The last few weeks have been a little hectic, but I managed to squeeze in two quick refinishing projects. The bulk of my brain power has been siphoned off for other uses, so you will forgive me for skipping the musing this post and making with the pictures already.
The first project was an adorable card catalog cabinet manufactured sometime between 1907 and the mid 1920s by the Browne-Morse Company. I did some research and found this interesting history of the company: Browne – Morse History at Muskegon Memories. The top, sides and faces of the top two drawers are all finished in beautiful tiger oak, which is what originally caught my eye. You don’t see enough tiger oak these days and it’s always a treat to find some on the cheap.
Clearly this card catalog has seen better days. All of the corners had taken serious beatings. There were stains and discolorations on the top (some heathen appears to have left a wet plant pot on it!). The back panel was chipped along the bottom and had become loose and structurally unsound.
The first thing I wanted to do was get rid of the black water marks, but I wanted to preserve the original finish and had no intentions of stripping this and refinishing it. So, I used some light steel wool and mineral spirits to buff out the marks. I was actually shocked that they came out completely. I was also dismayed that it took off way more finish than I intended.
It was around this point, as I was considering how to remedy the dry spots, that I started noticing drip marks in the finish and inspected the side panels a little further. It became evident that someone had glopped on a sloppy coat of something tinted, possibly something like Restor-A-Finish.
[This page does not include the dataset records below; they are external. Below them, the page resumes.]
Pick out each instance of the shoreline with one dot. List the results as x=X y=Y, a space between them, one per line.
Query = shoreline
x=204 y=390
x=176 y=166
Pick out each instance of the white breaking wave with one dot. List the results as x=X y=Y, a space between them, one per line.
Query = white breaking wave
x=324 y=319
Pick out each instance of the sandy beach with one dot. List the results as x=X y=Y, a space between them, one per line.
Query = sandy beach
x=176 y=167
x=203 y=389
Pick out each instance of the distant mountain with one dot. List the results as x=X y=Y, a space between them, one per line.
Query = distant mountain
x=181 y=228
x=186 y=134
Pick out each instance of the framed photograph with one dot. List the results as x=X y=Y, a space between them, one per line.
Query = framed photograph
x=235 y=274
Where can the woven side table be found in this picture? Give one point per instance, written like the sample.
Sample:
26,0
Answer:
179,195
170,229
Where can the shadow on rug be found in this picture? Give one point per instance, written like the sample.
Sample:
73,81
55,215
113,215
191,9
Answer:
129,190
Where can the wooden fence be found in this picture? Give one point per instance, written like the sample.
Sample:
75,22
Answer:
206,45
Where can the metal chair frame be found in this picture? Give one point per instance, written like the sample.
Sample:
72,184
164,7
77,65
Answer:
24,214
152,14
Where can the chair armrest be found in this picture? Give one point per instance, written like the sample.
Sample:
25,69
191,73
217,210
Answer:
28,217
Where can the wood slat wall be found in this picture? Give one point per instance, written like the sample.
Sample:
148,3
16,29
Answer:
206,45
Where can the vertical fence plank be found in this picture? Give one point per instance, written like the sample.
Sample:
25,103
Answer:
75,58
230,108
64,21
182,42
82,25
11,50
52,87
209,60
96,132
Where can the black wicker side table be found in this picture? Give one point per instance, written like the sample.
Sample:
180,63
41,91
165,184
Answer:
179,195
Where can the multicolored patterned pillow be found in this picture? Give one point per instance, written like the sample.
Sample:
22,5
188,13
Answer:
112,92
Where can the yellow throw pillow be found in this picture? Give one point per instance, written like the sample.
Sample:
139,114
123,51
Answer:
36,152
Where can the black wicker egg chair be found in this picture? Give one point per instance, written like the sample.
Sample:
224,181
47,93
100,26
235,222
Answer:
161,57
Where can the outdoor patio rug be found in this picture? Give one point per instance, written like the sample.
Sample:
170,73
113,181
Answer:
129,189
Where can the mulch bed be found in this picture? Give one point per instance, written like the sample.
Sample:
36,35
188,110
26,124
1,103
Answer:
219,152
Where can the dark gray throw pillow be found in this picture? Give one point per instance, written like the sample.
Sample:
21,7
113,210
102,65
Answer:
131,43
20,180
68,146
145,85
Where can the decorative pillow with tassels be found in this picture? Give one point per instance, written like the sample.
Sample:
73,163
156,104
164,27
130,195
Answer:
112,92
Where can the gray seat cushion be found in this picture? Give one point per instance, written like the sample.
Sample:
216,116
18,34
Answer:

I took this as an indication that the finish wasn’t original and therefore I had full rights to strip the entire piece.
And so I did. In the end, you could still see light marks in the finish, but they look far more natural than the black rings, so I am okay with it. Next I noticed that the crossbeams/drawer stops between the drawers were missing. If you scroll back up to the pictures labelled “This one” and “And this one” you’ll see the gaps between the drawers where wood crossbeams had once resided (I told you it would make sense). These crossbeams have since moved on to some unknown realm, but fortunately I had some scrap plywood laying around that fit almost perfectly.
Because it is a card catalog cabinet, the drawers had moveable card stops, which required a cutout that runs the entire length of the drawer. This makes the drawers very ineffective for storing anything but paper, so I cut some plywood panels to drop into place to improve storage options.
I glued all the broken drawer corners back into place, but they looked hideous, so I scoured the internet and local hardware and supply stores looking for something decorative to put on the corners that would match the existing hardware. Eventually I found something that, while a little more florid than I would have normally chosen, was the perfect size to cover all the imperfections of the corners.
After a quick stain and a very light hand-rubbed polyurethane finish, I was happy with the final results. It now sits under my new desk at my new job, as the catch-all for my work randomalia.